After Effects 4.0 full review

After Effects 4.0 is a major upgrade to a popular program, and manages to combine an increase in power, performance and features with improvements in usability and integration with Adobe’s other creative tools. It’s a remarkable feat, and Adobe is to be congratulated for satisfying the demands of the high-end professional user while providing a great introduction to digital video production. Given that Adobe already has a video-production tool in Premiere (see review of version 5.0, September 1998) it’s worthwhile taking a few moments to see how the two interrelate. Premiere is a top tool for importing, editing and sequencing video and sound, but its animation features are generally fairly weak. It’s great for working with source video, but not as a means of creating video footage from still images. Its effects tools are likewise fairly limited. After Effects is the opposite, which is why the two programs complement each other so well. While After Effects’ video-editing tools are pretty limited, it excels at creating video using static images and applying movement and effects to them. Its other key function is for the addition of visual effects to a piece of video. After Effects comes in two versions – the Standard Version and the Production Bundle. The latter, which requires a hardware dongle, adds a number of visual-effects features aimed at the video-production market. Without the dongle, the program operates in Standard mode – a nice touch.

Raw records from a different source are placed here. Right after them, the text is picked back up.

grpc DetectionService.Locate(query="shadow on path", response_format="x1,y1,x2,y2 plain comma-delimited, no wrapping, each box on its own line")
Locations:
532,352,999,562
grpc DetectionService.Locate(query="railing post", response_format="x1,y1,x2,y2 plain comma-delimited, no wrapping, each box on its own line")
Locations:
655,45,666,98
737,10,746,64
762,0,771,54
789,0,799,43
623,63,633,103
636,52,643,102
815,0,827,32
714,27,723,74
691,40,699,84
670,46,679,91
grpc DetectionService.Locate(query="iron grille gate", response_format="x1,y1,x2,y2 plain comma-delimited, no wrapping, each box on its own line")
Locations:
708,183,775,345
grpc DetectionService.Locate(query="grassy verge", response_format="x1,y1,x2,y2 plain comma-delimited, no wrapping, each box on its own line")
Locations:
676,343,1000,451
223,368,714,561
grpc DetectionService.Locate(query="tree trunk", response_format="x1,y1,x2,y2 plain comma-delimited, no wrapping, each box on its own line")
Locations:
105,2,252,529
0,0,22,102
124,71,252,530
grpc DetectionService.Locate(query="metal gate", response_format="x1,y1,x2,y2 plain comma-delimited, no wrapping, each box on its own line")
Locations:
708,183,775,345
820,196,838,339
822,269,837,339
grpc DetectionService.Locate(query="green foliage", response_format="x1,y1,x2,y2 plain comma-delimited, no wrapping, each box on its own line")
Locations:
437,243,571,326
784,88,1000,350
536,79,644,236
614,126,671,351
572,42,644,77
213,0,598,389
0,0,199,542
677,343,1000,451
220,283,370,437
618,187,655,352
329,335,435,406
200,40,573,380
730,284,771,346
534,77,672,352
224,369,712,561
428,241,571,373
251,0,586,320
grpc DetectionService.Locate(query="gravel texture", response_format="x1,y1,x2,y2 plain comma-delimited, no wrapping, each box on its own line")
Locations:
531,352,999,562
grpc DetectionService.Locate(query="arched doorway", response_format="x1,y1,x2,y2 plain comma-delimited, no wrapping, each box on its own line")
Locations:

Version 4.0 reveals a tighter integration with other Adobe products, notably Photoshop, Illustrator and Premiere. Photoshop users in particular will feel right at home with the new interface with its tabbed windows and palettes. Let there be layers
As with Photoshop, layers are the key to building compositions in After Effects. The new adjustment layers in version 4.0 allow you to experiment with effects. You can turn any new or existing layer into an adjustment layer and any effect applied to one can be applied to all the layers that appear beneath it. Version 4.0 also has new masking capabilities. Now up to 128 masks can be added to a layer so you can mask out parts of an image. Individual mask layers can be named in the Time Layout windows so you can keep track of them. You can also copy and paste existing masks from Photoshop and preserve adjustment layers and effects when importing. Similarly, After Effects can now also import Illustrator files, and preserve layers, which makes it the perfect tool to animate drawings and graphics. Combining the new masking features with adjustment layers to make protection mattes also allows users to create unusual effects. Having previously used tools such as Director and Flash for this kind of work, the extra precision and layer effects that After Effects offers is a real boon to creativity. After Effects’ Time Layout window has a new look and you can assign a colour label to each layer name. The timeline aspects are reminiscent of those used in the animation part of many 3D modelling programs, such as Infini-D, though the level of detail here is generally higher. Version 4.0 sees a number of new audio-editing features, and the audio interface has been revised. New features include looping and time remapping, as well as downsampling. While not as comprehensive as a dedicated audio-editing suite such as Peak or Cubase VST, it does provide the basic functionality for video production. Previewing
Once ready, movies are rendered to the hard disk as QuickTime files. A powerful new feature, the RAM preview, allows the playback of compositions in real time without the need for rendering. On a fast Mac with plenty of memory, this is a great way of fine-tuning parts of a movie. While the basic functionality between the Standard Version and the Production Bundle is the same, the latter comes into its own for adding effects and applying filters. There are also a number of advanced audio capabilities accessible only in the Production Bundle, including Flange and Chorus, Parametric EQ, Modulator and Reverb. In total the Production Bundle adds 34 effects and filters to the Standard Version, the most powerful of which are undoubtedly the warping effects. The Bézier warp adds control points to an image, which can then be individually manipulated over time, producing great distortion effects. The Mesh Warp is similar, but uses a deformation grid rather than control points. The Reshape effect fits one image inside another shape – for example, a face being squashed into a bottle. Another powerful new effect available only in the Production Bundle is the Particle Playground, which allows multiple objects to be moved, either as a stream of particles or as a grid. By default these particles are dots, but they can easily be replaced with a composition, image, or text in order to produce some amazing effects such as a swarm of bees, flocking birds or exploding text.